Learn R Programming

NADIA (version 0.4.2)

random_param_mice_search: Performing randomSearch for selecting the best method and correlation or fraction of features used to create a prediction matrix.

Description

This function perform random search and return values corresponding to best mean MIF (missing information fraction). Function is mainly used in autotune_mice but can be use separately.

Usage

random_param_mice_search(
  low_corr = 0,
  up_corr = 1,
  methods_random = c("pmm"),
  df,
  formula,
  no_numeric,
  iter,
  random.seed = 123,
  correlation = TRUE
)

Value

List with best correlation (or fraction ) at first place, best method at second, and results of every iteration at 3.

Arguments

low_corr

double between 0,1 default 0 lower boundry of correlation set.

up_corr

double between 0,1 default 1 upper boundary of correlation set.

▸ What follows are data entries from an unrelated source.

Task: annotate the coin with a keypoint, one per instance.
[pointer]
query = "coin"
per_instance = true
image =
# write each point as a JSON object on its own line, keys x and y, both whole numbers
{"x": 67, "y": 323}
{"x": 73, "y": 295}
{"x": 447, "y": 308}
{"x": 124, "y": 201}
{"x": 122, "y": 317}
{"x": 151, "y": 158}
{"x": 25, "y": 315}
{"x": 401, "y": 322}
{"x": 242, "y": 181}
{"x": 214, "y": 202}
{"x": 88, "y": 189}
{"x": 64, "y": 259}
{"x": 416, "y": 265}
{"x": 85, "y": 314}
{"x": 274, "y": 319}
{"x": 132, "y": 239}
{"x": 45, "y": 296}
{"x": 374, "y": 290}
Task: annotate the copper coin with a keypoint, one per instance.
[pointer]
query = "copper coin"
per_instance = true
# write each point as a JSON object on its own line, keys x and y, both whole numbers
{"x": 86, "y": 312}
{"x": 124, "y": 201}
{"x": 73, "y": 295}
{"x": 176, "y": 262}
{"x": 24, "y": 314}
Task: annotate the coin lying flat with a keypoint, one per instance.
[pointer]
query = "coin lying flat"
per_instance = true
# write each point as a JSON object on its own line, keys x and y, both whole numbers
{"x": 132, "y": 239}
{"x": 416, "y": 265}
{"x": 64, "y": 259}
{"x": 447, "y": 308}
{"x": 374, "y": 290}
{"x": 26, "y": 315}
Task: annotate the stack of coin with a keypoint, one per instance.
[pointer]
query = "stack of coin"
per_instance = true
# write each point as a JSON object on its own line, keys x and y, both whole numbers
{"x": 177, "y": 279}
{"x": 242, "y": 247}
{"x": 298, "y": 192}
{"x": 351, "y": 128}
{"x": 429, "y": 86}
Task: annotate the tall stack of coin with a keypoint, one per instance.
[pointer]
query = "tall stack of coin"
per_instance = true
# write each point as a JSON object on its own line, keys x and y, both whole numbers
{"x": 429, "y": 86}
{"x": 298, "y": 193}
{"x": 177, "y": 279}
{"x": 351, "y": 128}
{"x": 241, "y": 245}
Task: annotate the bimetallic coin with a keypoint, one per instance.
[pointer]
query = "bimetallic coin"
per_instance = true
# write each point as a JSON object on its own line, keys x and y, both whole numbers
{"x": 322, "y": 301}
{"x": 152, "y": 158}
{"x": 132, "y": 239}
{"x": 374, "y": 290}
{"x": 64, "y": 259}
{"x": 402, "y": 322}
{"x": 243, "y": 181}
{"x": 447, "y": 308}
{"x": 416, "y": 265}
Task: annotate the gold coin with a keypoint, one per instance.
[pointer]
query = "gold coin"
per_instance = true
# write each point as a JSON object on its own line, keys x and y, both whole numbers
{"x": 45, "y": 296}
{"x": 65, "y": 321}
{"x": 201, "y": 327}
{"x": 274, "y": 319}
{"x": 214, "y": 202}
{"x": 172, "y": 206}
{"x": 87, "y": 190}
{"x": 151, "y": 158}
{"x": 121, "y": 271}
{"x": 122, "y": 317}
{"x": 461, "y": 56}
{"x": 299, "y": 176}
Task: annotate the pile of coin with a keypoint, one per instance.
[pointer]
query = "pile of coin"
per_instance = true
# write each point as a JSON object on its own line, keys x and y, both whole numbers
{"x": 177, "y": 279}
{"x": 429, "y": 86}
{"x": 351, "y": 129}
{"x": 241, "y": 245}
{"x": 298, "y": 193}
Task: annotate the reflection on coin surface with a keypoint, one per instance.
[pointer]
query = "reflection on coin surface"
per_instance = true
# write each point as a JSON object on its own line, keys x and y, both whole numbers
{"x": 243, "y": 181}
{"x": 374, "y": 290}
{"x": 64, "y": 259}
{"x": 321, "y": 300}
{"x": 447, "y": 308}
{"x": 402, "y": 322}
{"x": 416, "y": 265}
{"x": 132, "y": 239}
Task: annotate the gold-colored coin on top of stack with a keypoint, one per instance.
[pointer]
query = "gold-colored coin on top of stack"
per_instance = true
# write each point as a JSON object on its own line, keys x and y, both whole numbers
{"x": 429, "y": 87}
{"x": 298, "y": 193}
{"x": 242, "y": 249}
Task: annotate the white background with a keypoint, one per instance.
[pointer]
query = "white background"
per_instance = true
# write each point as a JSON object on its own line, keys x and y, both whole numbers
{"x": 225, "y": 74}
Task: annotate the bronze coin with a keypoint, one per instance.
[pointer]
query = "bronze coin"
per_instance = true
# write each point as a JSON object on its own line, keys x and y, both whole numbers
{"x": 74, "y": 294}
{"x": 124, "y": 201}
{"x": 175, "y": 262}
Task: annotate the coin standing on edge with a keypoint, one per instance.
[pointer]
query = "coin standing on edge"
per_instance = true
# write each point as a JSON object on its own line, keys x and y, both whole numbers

Both of these parameters work the same for a fraction of features.

methods_random

set of methods to chose. Default 'pmm'.

df

data frame to input.

formula

first product of formula_creating() funtion. For example formula_creating(...)[1]

no_numeric

second product of formula_creating() function.

iter

number of iteration for randomSearch.

random.seed

radnom seed.

correlation

If True correlation is using if Fales fraction of features. Default True.

Details

Function use Random Search Technik to found the best param for mice imputation. To evaluate the next iteration logistic regression or linear regression (depending on available features) are used. Model is build using a formula from formula_creating function. As metric MIF (missing information fraction) is used. Params combination with lowest (best) MIF is chosen. Even if a correlation is set at False correlation it's still used to select the best features. That main problem with calculating correlation between categorical columns is still important.